First-quarter net income from January to February tipped in at $863 million, up from $639 million in the previous corresponding period.
The news comes as a major boost for the company, after its coal business faces tough times with its coal shipments down 8% in the first quarter.
However, with coal representing about one-fifth of UP’s business, the positive first-quarter results were buoyed by its other business areas.
Its automotive industry was up 26% and its industrial products sector was up 25%, while its energy business was up 5%.
Operating revenues for the quarter came in at $5.1 billion, up 14%.
The company said this quarterly result was its best ever.
“Union Pacific achieved record financial results across the board this quarter,” chief executive officer Jack Koraleski said.
UP’s coal sector got off to a tough start for the year, with the company recently conceding it loaded 842 coal trains in the Southern Powder River Basin last month, down from 1044 trains in 2011.
Shipments from UP’s other main service area, the Colorado/Utah region, were also on the decline.
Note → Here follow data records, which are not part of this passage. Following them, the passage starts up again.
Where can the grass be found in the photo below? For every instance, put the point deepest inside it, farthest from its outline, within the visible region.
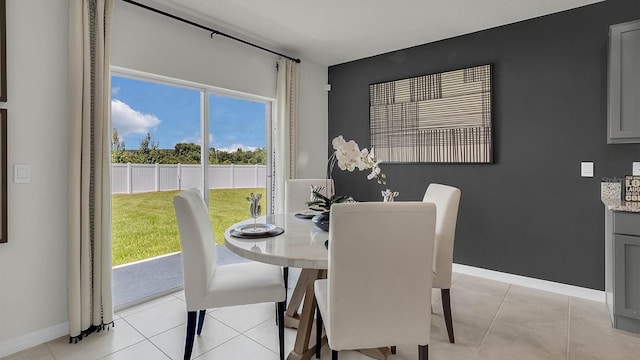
(144, 225)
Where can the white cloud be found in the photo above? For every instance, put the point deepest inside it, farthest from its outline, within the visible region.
(130, 121)
(234, 147)
(195, 139)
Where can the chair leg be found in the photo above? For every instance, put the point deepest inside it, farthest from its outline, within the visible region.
(281, 307)
(318, 333)
(191, 332)
(446, 309)
(285, 276)
(423, 352)
(201, 317)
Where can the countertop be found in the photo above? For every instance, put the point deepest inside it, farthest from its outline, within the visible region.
(619, 205)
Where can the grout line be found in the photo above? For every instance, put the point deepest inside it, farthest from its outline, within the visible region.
(492, 322)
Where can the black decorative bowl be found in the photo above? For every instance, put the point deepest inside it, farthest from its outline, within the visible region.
(322, 221)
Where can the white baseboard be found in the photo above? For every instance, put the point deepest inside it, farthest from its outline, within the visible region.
(545, 285)
(24, 342)
(35, 338)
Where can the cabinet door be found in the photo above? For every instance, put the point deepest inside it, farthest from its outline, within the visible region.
(624, 83)
(627, 275)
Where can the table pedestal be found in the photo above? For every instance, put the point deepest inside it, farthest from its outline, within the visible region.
(304, 347)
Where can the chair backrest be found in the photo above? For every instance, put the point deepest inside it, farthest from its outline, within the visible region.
(197, 243)
(447, 200)
(298, 192)
(379, 277)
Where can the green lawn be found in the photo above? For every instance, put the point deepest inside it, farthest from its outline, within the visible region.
(144, 225)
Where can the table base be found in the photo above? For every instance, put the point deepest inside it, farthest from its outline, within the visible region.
(303, 293)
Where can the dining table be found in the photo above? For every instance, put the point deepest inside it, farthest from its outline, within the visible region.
(301, 245)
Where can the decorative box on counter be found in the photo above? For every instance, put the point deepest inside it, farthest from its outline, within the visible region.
(631, 188)
(611, 189)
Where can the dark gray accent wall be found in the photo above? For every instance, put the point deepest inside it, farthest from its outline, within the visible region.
(530, 213)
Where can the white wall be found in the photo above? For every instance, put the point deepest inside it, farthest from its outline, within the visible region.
(152, 43)
(33, 263)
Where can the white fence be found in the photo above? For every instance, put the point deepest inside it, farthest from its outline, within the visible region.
(137, 178)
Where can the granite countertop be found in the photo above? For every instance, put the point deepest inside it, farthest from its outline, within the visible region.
(619, 205)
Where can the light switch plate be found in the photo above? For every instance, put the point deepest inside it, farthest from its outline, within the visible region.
(586, 169)
(21, 173)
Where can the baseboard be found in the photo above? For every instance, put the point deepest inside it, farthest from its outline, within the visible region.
(35, 338)
(545, 285)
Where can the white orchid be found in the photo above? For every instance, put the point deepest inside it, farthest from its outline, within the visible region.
(347, 154)
(349, 157)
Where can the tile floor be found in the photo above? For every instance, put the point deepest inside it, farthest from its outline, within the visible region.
(492, 321)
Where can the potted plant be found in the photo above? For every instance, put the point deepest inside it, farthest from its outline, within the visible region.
(323, 203)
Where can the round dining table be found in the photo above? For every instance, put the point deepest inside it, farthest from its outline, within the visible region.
(301, 245)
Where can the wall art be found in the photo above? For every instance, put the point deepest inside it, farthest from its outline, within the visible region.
(438, 118)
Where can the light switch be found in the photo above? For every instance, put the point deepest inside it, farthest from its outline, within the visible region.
(586, 169)
(21, 174)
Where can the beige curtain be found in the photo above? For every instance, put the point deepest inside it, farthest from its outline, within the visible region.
(89, 248)
(285, 129)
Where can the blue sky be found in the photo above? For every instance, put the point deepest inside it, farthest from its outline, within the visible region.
(172, 115)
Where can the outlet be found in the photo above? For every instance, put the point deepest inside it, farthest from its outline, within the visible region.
(21, 174)
(586, 169)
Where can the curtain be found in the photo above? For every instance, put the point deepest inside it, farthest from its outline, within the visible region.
(285, 129)
(89, 244)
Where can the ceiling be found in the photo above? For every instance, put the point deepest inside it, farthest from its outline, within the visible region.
(331, 32)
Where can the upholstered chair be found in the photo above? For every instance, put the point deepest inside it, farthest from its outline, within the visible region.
(376, 251)
(447, 199)
(208, 286)
(298, 192)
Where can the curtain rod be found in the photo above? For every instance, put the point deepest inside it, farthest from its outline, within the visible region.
(213, 31)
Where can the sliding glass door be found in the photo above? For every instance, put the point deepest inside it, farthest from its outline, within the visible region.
(168, 136)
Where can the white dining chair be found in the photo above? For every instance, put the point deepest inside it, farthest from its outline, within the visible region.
(376, 251)
(209, 286)
(447, 200)
(298, 192)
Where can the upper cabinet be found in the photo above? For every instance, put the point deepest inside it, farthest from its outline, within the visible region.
(624, 83)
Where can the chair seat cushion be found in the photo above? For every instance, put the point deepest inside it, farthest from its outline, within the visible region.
(244, 283)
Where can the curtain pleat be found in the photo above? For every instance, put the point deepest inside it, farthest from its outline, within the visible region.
(285, 129)
(89, 245)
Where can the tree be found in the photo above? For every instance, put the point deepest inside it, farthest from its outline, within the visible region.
(148, 153)
(187, 153)
(117, 148)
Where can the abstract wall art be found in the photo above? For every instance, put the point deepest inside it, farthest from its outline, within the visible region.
(438, 118)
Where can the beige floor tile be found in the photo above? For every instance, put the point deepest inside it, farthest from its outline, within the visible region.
(535, 296)
(470, 302)
(596, 337)
(141, 350)
(448, 351)
(245, 317)
(239, 348)
(544, 317)
(488, 287)
(145, 306)
(214, 333)
(96, 345)
(266, 334)
(593, 311)
(468, 329)
(507, 342)
(40, 352)
(157, 319)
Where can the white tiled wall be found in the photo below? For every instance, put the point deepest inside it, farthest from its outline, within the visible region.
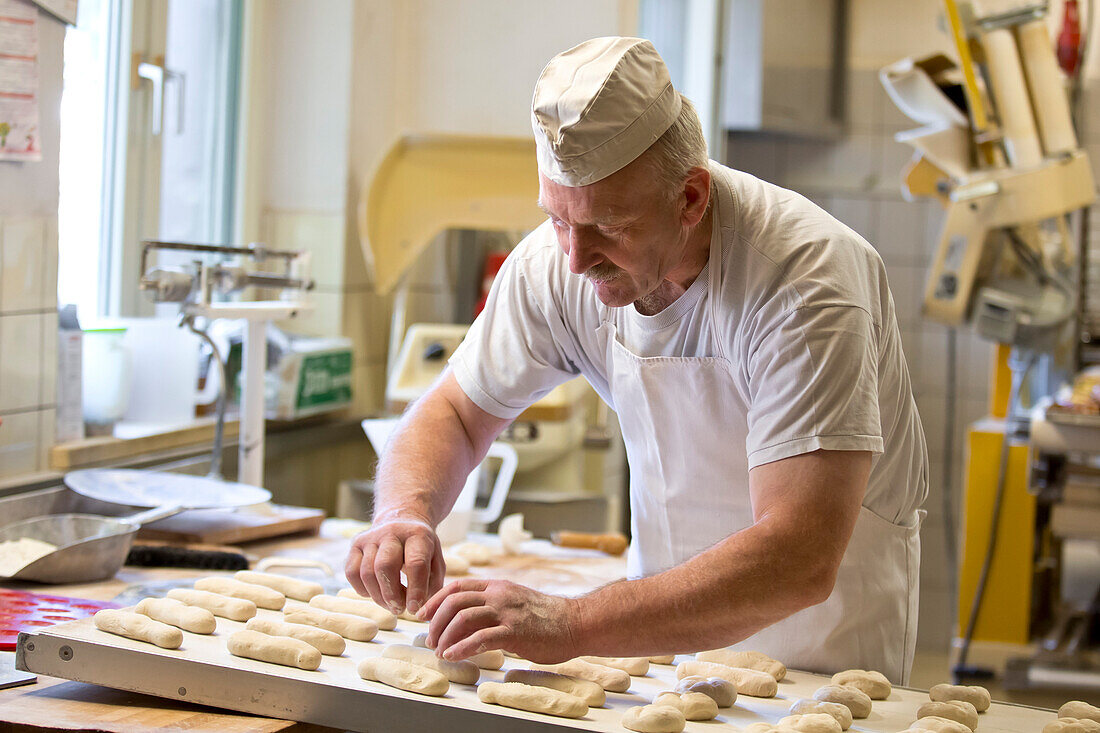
(857, 179)
(28, 342)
Koraleski said the company was realising the benefits of its diversified franchise, despite current coal challenges brought about by a mild US winter.
“Although softer coal demand remains a challenge, the benefits of our diverse franchise should support continued opportunities in other markets, driving record financial results for the year,” he said.
“With a strong first quarter behind us, we're focused on the prospects that lie ahead.”
UP’s operation area encompasses 23 states in the western two-thirds of the US.
UP’s quarterly results bear a striking resemblance to fellow coal shipper CSX, which also posted record first-quarter results despite domestic coal carloads dropping to an 18-year nationwide low.